No matter what happens, the Grizzlies potentially have three first-round draft picks next summer with the team’s books in good position with the salary cap to further tweak the roster.
JA AND JAREN
The Grizzlies see the 6-foot-11 Jackson, the fourth overall draft pick in 2018, as a cornerstone piece of this franchise. Morant is the other, though they haven’t played that many games together yet through two seasons. They spent plenty of time together this offseason to hone their chemistry.
”He’s able to do so much on the floor,” said Morant, the 2020 NBA Rookie of the year. ”We weren’t able to play a lot due to injuries. Both our goals this offseason was to work on our bodies, make sure we’re healthy and have a healthy season, healthy career.”
The Grizzlies have a big decision on Jackson. They can extend him before Oct. 18 or see what Jackson does over a full season. A member of the NBA All-Rookie team, he improved his scoring and minutes before a knee injury knocked him out of the NBA bubble at the end of his second season.
Jackson has heard all the talk of how much is expected of him.

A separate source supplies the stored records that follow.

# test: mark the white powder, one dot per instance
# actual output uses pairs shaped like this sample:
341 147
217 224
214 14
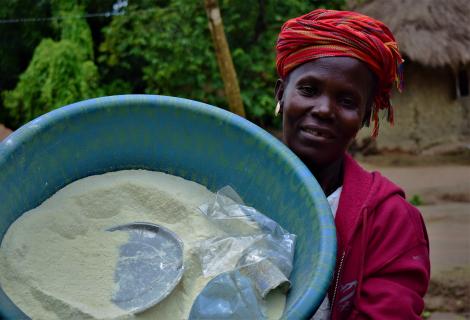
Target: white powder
57 261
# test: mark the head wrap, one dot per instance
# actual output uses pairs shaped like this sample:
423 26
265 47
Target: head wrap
331 33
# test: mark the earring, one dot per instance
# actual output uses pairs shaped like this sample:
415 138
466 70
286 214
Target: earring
278 109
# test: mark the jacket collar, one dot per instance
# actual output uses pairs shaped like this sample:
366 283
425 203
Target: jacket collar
356 188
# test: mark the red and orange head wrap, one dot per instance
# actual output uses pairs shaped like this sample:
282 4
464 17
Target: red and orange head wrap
331 33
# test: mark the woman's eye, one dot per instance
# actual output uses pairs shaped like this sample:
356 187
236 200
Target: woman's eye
308 90
348 102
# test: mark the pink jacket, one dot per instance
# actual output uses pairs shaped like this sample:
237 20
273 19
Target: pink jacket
383 267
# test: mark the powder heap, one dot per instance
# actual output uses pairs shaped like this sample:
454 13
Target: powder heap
58 262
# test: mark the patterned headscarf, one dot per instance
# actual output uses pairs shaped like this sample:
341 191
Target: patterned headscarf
331 33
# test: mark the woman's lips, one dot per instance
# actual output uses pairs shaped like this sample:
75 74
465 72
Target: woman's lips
318 133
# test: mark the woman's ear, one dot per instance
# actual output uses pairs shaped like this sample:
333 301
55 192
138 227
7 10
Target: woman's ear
279 92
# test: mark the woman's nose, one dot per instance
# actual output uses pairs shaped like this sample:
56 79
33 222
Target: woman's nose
323 107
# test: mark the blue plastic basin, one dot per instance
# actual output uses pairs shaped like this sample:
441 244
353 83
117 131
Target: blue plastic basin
190 139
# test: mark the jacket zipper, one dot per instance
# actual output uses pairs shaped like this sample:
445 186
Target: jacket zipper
337 280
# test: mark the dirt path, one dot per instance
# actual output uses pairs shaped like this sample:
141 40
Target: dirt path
444 191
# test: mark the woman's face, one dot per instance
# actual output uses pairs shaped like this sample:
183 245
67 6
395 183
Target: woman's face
323 103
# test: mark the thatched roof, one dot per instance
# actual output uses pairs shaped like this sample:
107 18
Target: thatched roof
430 32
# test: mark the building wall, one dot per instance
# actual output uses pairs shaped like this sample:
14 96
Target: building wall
427 112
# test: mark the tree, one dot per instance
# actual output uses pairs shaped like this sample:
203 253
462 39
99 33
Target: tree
60 72
167 49
224 58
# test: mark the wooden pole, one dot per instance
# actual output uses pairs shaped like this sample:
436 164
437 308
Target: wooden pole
224 58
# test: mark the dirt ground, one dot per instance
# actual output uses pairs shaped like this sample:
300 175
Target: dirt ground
442 190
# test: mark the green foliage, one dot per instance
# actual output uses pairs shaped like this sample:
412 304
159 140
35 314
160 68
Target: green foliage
60 72
416 200
157 46
168 50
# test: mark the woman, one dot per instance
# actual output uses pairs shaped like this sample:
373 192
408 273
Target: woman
336 72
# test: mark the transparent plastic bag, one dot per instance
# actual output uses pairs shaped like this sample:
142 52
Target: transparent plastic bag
253 258
251 237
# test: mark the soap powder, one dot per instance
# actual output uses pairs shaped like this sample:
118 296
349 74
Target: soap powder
57 262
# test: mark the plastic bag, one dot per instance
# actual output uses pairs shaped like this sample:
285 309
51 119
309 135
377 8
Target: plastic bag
251 237
255 257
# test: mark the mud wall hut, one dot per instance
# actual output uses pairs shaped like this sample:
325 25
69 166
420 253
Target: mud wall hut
433 112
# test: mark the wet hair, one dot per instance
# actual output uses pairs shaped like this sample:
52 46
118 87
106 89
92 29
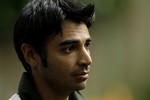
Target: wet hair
40 19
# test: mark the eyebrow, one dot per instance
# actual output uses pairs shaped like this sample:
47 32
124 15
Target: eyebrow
68 42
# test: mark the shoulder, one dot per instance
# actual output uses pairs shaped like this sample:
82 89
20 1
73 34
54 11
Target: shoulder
15 97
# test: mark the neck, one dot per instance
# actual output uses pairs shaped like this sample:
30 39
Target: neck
50 92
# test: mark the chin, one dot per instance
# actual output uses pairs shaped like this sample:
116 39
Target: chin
80 86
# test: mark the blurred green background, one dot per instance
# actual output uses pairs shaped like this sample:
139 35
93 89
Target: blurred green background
120 50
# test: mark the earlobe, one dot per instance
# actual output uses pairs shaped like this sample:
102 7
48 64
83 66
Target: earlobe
29 54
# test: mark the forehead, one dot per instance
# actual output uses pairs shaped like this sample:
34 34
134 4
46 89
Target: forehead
71 31
74 30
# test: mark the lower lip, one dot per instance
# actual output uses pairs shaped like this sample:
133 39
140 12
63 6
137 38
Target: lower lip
82 77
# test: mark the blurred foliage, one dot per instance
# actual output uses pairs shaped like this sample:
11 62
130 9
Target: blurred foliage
9 11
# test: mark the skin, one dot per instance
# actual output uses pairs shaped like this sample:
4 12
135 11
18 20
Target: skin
68 62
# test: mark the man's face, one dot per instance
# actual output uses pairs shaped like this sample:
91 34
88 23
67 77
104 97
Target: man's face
68 58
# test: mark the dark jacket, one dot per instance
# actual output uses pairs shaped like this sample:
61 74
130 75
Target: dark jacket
27 90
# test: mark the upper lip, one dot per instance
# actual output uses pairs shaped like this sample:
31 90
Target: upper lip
82 73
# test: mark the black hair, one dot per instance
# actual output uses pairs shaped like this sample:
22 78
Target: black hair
42 18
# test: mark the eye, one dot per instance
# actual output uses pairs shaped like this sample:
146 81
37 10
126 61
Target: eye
88 44
69 49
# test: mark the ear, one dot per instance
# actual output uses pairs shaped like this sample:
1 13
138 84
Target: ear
29 54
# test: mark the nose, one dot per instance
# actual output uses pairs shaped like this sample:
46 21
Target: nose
84 57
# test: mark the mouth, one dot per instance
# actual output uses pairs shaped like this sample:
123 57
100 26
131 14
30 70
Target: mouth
82 76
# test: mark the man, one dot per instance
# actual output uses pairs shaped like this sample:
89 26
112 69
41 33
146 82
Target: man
52 41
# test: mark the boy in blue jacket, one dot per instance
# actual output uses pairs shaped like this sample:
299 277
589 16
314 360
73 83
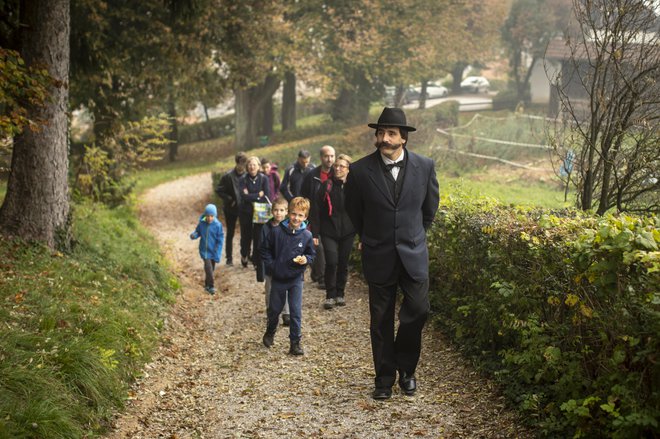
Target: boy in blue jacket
209 229
285 254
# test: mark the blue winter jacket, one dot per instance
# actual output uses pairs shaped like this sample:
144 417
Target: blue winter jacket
282 245
212 238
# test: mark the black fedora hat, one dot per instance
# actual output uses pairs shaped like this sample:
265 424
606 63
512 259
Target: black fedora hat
392 117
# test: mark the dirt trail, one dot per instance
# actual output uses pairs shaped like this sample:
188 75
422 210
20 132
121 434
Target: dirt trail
212 377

”My job is just to keep working at that,” Jackson said. ”Everyone has their job. And I think as I continue to grow and continue to develop into what I want to be and what I want to be for this team, it’s just a special thing.”
Memphis had 16 players average at least 10 minutes last season, and the roster remains just as deep even with double-double regular Jonas Valanciunas now in New Orleans replaced by Steven Adams and Grayson Allen traded to Milwaukee. The Grizzlies moved Patrick Beverly quickly to Minnesota for Jarrett Culver, a first-round pick in 2019.
Then the Grizzlies traded up to select Ziaire Williams at No. 10 overall.
Coach Taylor Jenkins has to figure out how to use all the players on his roster, starting with how much to play Jackson at center and where to put Kyle Anderson who played at power forward much of last season with Jackson out. Anderson noted Utah, the NBA’s top team last season, had a roster that easily went 10 deep.
”I think we have something very similar, if not better, over here than that,” Anderson said.
Dillon Brooks goes into his fifth season with Memphis targeting a spot on the NBA’s All-Defensive team. He loves to talk trash and aggravate the person he’s guarding into just a miserable night. And Brooks usually is guarding the opponent’s best player like the playoffs when he guarded Donovan Mitchell.
The Grizzlies open the season Oct. 20 hosting the Cleveland Cavaliers before going on a four-game road swing. The challenging portion will be January with nine road games and February with seven away from Memphis and only three at home. They conclude the schedule with two home games, including the season finale against Boston on April 10.